Will my profile be viewable prior to receiving approval to publish?
No, your company’s profile will not be viewable until you have been approved by our Investment Committee, you have completed the Onboarding process, and your company’s profile has been approved by our Principals.
Will my company's information remain confidential?
Information on your company overview pages is available to the public. By design, we encourage social and public consumption of your company’s public content. However, as former investors and entrepreneurs ourselves, we understand the importance of securing sensitive information, so we provide companies with a secure, permission-based, access-controlled system to securely share sensitive content with potential investors for companies raising capital either under 506(b) or 506(c) of Regulation D.
How is the valuation of my fundraising round determined?
A company includes the desired terms of their offering as part of their application to InfraShares. Our internal Investment Committee will review this information and provide feedback to the company, accepting or proposing different terms for the raise.
Alternatively, the company may have pre-existing offline investor traction. The terms established with offline investors, who are often professional angels or venture capitalists, may serve as the basis of the valuation and terms offered to online investors on InfraShares.
What does it cost to be on InfraShares?
InfraShares will pay certain upfront costs related to escrow, operational, due diligence, and legal fees (reimbursed at closing). We only make money if your fundraise is successful:
- $0 retainer
- 6% placement fee on funds raised through InfraShares ($37,500 assuming $500,000 raised).
- 2% equity fee (on the same terms as the round) on funds raised through InfraShares ($25,000 assuming $500,000 raised).
How can I communicate with investors on InfraShares?
Under 506(c), Reg A+, and Reg CF, general solicitation is allowed and is a great way to convert customers into investors in your company. There are a number of tools built into the InfraShares platform that will allow you to connect and communicate with potential investors and upon launching, a member of the InfraShares investment team will opportunistically attempt to provide warm introductions to value-add investors.
Does my company have to be incorporated in a specific state or with a particular structure?

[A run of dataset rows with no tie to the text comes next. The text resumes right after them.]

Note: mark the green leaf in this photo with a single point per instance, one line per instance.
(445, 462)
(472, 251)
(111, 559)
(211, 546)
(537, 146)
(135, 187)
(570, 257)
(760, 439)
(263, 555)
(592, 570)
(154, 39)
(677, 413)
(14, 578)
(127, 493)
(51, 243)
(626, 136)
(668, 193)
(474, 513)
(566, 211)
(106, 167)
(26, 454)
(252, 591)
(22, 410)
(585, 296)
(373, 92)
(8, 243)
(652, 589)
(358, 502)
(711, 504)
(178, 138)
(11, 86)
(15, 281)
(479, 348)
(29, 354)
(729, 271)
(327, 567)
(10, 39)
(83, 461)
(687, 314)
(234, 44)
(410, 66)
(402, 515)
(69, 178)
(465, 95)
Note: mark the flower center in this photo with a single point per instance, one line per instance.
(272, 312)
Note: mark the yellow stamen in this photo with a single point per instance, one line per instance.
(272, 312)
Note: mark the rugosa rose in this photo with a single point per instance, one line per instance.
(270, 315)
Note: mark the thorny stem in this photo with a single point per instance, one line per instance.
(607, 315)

We work with companies of multiple structures (C-corporations and LLCs for companies incorporated in the U.S.A.) and they can be organized in any state. However, we only work with companies organized in the U.S.A. and Canada currently for offerings under Regulation A and companies organized in the U.S.A. for side-by-side offerings (Regulation D + Regulation CF). Companies looking to raise under Regulation D only may be organized outside of the U.S.A.